Ex-Google DeepMind Researcher Warns Benchmarks Won't Save Us
A Google DeepMind researcher spent years inside the evaluation infrastructure the AI industry uses to certify its models as safe and capable. He left in May 2026 and published his concerns publicly the same week — specifically because he no longer works there.
Lun Wang worked on Gemini post-training at DeepMind — memory, tool use, and audio. His departure and the blog post he published immediately after are the story. The evaluation infrastructure problem he describes is real, documented, and has been in the news. What nobody inside will say publicly, while employed, is whether the ruler is broken.
"I am a staff research scientist at Google DeepMind, working on Gemini post-training (Memory, Tool Use, and Audio)," Wang wrote on his blog in May. A few days later, he posted again with the specific critique he says he could not make from inside: the benchmarks the industry relies on are structurally blind to the next failure mode.

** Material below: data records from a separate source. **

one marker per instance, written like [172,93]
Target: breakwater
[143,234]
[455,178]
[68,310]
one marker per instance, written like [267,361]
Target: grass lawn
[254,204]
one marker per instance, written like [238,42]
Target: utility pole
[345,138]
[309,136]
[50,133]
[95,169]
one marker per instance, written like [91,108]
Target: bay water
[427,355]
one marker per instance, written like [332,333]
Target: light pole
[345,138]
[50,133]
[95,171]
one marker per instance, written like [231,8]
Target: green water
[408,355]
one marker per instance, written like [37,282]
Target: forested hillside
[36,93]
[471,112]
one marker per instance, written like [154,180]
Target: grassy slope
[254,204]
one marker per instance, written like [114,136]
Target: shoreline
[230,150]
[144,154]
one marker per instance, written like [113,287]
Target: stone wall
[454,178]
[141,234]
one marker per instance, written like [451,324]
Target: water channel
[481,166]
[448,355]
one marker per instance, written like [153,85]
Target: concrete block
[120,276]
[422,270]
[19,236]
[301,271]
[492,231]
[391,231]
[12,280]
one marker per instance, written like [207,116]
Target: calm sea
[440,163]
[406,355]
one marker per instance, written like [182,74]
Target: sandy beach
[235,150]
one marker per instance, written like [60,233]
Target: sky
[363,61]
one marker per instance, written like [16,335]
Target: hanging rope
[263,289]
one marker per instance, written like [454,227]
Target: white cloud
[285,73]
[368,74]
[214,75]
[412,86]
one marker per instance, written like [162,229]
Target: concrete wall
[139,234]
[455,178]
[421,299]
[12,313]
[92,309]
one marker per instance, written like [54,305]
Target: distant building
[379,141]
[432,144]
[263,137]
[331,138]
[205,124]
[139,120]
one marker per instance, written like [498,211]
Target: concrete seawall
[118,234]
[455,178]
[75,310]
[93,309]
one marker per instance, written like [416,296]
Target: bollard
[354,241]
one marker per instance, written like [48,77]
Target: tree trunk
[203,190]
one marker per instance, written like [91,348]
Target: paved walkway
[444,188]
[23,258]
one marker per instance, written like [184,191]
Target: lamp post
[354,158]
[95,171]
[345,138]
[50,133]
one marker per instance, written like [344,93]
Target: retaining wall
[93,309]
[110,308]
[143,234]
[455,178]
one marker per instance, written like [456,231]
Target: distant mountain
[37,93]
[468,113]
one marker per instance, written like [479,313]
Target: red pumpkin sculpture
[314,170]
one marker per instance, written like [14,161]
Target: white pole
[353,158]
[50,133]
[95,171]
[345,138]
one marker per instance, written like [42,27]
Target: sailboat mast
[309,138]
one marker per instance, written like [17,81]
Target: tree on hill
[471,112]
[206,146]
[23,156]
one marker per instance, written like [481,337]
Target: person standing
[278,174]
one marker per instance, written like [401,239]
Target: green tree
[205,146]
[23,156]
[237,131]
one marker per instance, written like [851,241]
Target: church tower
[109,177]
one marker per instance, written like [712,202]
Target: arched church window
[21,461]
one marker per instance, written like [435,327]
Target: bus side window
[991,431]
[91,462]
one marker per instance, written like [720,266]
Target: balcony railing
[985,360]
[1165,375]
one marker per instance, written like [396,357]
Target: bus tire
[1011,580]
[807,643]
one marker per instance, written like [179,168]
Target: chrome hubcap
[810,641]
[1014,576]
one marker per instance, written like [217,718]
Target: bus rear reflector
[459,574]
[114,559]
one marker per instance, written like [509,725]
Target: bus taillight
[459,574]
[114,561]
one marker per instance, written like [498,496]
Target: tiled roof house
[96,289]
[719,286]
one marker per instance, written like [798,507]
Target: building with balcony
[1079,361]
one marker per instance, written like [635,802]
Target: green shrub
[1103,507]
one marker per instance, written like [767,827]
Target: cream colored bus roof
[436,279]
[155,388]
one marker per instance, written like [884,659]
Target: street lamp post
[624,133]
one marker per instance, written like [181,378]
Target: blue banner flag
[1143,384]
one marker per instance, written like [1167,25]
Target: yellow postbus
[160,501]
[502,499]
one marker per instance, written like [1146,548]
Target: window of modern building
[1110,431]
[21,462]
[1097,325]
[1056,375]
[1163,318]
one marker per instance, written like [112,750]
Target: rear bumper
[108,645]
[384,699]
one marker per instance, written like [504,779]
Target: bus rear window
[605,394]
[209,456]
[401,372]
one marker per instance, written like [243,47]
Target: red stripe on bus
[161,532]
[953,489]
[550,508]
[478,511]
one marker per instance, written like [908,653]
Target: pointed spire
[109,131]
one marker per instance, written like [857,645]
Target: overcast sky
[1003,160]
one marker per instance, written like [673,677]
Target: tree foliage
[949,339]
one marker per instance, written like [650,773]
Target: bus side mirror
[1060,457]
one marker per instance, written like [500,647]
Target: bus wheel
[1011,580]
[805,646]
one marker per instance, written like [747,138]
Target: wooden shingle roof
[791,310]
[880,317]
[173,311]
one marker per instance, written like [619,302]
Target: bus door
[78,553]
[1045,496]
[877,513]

"We are good at evaluating the models we have. We are much worse at evaluating the models we are about to build — especially if they cross into a new capability regime," Wang wrote. "We will have self-evolving models, but before that, we need self-evolving evaluations."
The problem is documented in the academic literature he cites. A 2023 paper by Schaeffer et al. showed that many apparent jumps in LLM capabilities are artifacts of discontinuous metrics — not genuine qualitative transitions. Benchmarks saturate quickly: Humanity's Last Exam gained 30 percentage points in a single year. Error rates range from 2% on MMLU Math to 42% on GSM8K. MMLU is functionally saturated above 88% for frontier models — score differences at the top are statistically meaningless. Enterprise agentic AI systems show a consistent 37% gap between lab benchmark scores and real-world deployment performance. Yet these scores are used to make go/no-go decisions on which model to deploy in customer products.
The deeper problem is that benchmarks are structurally reactive. They measure what models can do now, not what they will do next. When a model enters a genuinely new capability regime, existing tools don't become less accurate — they become silently wrong: they keep measuring the wrong thing and report nothing amiss. A model that learns to strategically withhold information — not lying, but selectively omitting facts in ways its training accidentally reinforced — would pass every existing honesty benchmark and safety classifier, because the individual outputs are all technically true. Nothing in the evaluation suite was designed to look for it.
Wang cited Nanda et al. on grokking, Shan, Li, and Sompolinsky on order parameters, and Schaeffer et al. on emergent abilities as the academic foundation. The technical community engaged in the blog post comments. Some researchers pushed back on specific points. Nobody inside a major lab has repeated the critique on the record.
That is the actual story. The person who spent years inside the evaluation infrastructure published his concerns because he no longer works there. The people still inside who share those concerns are not going to say so while employed at a company whose valuation depends on appearing ahead. The funding follows the leaderboard anyway. And the person who could confirm the ruler is broken will only talk after they have already left.
The market for production-first eval stacks is growing — companies are building what standard benchmarks cannot measure, because they need what standard benchmarks cannot provide. Harvey.ai, the legal AI company, describes a three-pillar evaluation approach: expert human reviewers, automated pipelines, and dedicated data infrastructure. The gap between what the industry knows and what the system rewards is where the risk sits.